At Attock, not far from the shrine of Rahman Baba, stands the Haqqania, one of the most radical madrasas in South Asia. Much of the Taliban leadership, including its leader Mullah Omar, were trained here, so I paid a visit and asked the madrasa’s director, Maulana Sami ul-Haq, about what I had heard at Rahman Baba’s tomb. For him. the matter was quite simple. “Music is against Islam,” he said. “Musical instruments lead men astray and are sinful. They are forbidden, and these musicians are wrongdoers.”


Nor were Sami’s strictures limited to the shrine’s music: “We don’t like tomb worship,” he continued. “We do not pray to dead men, even the saints. We believe there is no power but God. I invite people who come here to return to the true path of the Koran. Do not pray to a corpse: Rahman Baba is dead. Go to the mosque, not to a grave.”

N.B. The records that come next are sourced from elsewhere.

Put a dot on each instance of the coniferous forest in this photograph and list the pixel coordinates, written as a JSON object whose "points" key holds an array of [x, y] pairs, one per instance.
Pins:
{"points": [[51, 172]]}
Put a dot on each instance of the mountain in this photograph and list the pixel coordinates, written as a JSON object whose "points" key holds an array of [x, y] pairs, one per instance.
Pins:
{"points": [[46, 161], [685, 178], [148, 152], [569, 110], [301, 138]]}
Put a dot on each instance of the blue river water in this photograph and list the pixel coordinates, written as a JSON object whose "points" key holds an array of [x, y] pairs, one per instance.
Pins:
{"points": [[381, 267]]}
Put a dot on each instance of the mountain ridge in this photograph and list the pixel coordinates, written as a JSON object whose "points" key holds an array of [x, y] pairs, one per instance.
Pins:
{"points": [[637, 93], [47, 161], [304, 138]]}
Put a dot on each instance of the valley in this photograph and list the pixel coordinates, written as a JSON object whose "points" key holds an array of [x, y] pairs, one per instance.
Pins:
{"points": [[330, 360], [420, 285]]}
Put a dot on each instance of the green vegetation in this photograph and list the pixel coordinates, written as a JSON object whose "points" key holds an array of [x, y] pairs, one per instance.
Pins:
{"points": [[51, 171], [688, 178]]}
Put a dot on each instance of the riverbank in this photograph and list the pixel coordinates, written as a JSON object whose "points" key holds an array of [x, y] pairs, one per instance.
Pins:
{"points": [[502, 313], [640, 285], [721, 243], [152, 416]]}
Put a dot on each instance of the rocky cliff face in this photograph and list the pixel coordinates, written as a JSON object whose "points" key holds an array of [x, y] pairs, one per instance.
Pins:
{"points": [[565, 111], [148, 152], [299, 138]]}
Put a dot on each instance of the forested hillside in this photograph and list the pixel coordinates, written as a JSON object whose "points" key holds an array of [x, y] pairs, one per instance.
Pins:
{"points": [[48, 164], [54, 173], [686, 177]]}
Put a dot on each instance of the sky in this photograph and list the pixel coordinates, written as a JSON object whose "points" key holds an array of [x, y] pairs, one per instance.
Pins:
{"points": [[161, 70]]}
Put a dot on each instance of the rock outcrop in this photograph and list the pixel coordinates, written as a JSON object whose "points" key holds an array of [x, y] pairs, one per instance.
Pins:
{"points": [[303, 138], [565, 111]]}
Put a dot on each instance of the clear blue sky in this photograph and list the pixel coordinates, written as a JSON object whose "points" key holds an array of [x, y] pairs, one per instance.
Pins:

This sort of madrasa-driven change in attitudes has been reproduced across Pakistan in the last 30 years. There are now 31 times as many madrasas in the country as there were in 1947: from 245 at Independence the number shot up to 6,870 in 2001, and greatly increased year by year since then. Across Pakistan, the religious tenor has been correspondingly radicalised: the tolerant Sufi-minded Barelvi form of Islam is now out of fashion in a country increasingly over-run by the rise of the more hardline and politicised Wahhabi-Salafism. Many Sufi mosques and shrines have come under attack in recent years, including the 2010 bombing of the Data Darbar shrine in Lahore that killed more than 40 people.

Sufism is not only the most effective antidote to Taliban-style radicalism, it is an entirely indigenous resistance movement to fundamentalisms of all sorts, with the deepest roots in South Asian soil. That is exactly why the Talibs hate the Sufis and attempt to suppress them. If only the Pakistani governments could finance schools which taught Pakistanis to respect their own indigenous and syncretic religious traditions, rather than buying fleets of American F-16 fighters, and handing over education to the Saudis, Pakistani might now yet be a potential partner of a future Indian superpower — a place where Sufis can still sing safely and in peace. Instead, Pakistan is every day increasingly coming more to resemble a tragic would-be clone of pre-9/11 Taliban Afghanistan.